ASAJA Alicante souligne l'importance du travail interprofessionnel dès le début de la campagne pour équilibrer la production, le commerce et l'exportation. Mais c'est quelque chose qui ressort dans chaque campagne, le ministère de l'Agriculture aurait dû s'attaquer au problème que les campagnes ont connu il y a des années et non avec des mesures douteuses et inefficaces, comme des mesures visant à modifier la loi sur la chaîne alimentaire et à interdire la vente à perte. , qui ont été quelque peu inutiles.

L'organisation agricole a préparé un plan choc avec une série de mesures qui cherchent à atténuer les effets sur les agriculteurs et demande au ministère de l'Agriculture de le réaliser, nous verrons s'il est utile. Les mesures sont les suivantes :

Aide directe aux producteurs : un décret-loi spécifique qui compense les coûts de production non récupérés en raison d'adversités météorologiques non couvertes par l'assurance agricole.

Mesures pour garantir le respect de la loi sur la chaîne alimentaire: Inspections et sanctions pour les opérateurs qui pratiquent des systèmes abusifs.

Financement ADHOC: Prêts bonifiés spécifiques à 0% d'intérêt et bonifications proportionnelles au crédit.

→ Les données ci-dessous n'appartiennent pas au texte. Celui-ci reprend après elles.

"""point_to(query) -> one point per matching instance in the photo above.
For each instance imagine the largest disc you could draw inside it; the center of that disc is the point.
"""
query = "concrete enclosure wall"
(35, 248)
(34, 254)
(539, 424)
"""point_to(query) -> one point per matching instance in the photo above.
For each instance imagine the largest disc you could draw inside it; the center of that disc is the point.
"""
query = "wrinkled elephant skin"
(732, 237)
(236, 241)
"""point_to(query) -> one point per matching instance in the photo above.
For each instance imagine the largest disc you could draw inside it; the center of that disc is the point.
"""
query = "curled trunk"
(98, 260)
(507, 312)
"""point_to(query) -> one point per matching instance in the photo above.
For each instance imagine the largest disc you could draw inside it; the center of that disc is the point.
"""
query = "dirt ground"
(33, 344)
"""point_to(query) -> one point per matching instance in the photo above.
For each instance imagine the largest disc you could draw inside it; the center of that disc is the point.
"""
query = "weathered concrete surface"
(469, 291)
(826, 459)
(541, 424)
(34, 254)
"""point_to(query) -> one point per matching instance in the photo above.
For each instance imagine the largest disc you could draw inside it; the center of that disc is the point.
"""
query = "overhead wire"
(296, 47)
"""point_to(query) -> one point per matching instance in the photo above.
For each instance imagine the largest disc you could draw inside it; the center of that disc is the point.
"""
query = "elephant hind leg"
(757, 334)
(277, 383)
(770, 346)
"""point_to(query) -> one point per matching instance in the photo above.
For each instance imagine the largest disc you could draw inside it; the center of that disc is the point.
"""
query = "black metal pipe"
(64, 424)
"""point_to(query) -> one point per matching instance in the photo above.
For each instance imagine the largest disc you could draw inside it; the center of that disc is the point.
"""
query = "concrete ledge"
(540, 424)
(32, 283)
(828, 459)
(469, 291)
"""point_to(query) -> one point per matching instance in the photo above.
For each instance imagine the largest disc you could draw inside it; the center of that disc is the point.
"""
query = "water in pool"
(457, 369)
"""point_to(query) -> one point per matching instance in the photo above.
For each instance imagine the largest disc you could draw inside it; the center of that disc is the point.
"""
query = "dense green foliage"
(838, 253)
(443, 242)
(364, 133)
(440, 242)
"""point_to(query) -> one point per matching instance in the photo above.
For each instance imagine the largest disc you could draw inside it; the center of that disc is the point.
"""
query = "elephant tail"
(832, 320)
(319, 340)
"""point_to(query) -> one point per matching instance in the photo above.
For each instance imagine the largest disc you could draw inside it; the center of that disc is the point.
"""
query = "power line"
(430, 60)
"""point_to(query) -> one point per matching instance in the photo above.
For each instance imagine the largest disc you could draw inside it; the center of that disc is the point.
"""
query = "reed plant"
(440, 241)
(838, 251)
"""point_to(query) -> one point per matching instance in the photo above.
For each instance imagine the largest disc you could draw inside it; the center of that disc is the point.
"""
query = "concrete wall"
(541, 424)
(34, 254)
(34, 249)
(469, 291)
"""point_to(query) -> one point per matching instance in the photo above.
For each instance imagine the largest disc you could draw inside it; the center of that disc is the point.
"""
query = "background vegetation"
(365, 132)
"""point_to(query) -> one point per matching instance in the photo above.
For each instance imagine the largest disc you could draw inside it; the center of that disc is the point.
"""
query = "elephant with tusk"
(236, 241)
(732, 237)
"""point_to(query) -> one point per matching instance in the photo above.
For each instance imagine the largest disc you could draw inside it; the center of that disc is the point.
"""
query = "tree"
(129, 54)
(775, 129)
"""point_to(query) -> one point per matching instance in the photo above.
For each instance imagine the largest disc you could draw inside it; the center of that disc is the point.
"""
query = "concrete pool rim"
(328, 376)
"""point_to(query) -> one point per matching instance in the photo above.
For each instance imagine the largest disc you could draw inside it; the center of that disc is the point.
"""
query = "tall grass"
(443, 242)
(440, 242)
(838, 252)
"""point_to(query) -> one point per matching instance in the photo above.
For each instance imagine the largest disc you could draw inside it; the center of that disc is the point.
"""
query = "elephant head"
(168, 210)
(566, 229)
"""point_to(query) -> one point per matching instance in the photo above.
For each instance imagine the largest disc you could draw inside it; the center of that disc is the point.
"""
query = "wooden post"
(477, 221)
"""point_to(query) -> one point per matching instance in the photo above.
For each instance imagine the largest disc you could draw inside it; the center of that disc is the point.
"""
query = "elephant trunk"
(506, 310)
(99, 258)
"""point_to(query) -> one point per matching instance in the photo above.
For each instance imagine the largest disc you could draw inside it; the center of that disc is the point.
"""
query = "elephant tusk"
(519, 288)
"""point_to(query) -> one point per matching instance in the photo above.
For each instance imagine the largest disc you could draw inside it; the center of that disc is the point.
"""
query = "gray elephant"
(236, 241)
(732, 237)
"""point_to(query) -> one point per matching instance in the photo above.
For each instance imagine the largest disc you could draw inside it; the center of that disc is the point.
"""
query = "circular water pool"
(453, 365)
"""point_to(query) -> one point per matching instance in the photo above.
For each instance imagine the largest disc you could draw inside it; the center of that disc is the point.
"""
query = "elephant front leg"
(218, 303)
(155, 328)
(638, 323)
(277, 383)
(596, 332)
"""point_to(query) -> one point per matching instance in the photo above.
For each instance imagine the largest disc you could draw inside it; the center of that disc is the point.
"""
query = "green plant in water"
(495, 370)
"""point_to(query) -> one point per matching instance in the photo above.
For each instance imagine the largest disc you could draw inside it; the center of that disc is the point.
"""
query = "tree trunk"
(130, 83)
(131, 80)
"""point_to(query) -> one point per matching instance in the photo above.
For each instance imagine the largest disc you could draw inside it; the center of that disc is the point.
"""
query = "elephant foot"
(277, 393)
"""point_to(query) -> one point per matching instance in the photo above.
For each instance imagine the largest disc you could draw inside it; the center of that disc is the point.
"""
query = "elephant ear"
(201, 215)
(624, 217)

Aide fiscale: Réduction des modules à indice zéro pour l'année d'imposition des personnes physiques 2024 et exonération de la Sécurité Sociale pendant 12 mois.

Aide minimale de l'UE: Pour les producteurs touchés par des causes de marché dérivées de conflits géopolitiques.

Par ailleurs, il est suggéré que les OPFH (Organisations de Producteurs de Fruits et Légumes) puissent être un moyen pour les agriculteurs indépendants de mieux défendre leurs intérêts. Tenant compte du fait que le La culture du citron représente 50 % des revenus agricoles d'Alicante et constitue un moteur essentiel de l'économie de la Communauté valencienne, il convient de résoudre les problèmes et de mettre un terme à une crise profonde, d'intensité variable, mais qui persiste depuis des années. Si des solutions ne sont pas apportées, l’abandon de l’activité va s’accélérer. Quelle honte de dépendre de la nourriture provenant de pays tiers.

Vous pourrez connaître tous les détails de la plainte et les mesures proposées pour résoudre le problème. crise du citron à travers cet article publié sur le site de l'organisation ASAJA Alicante.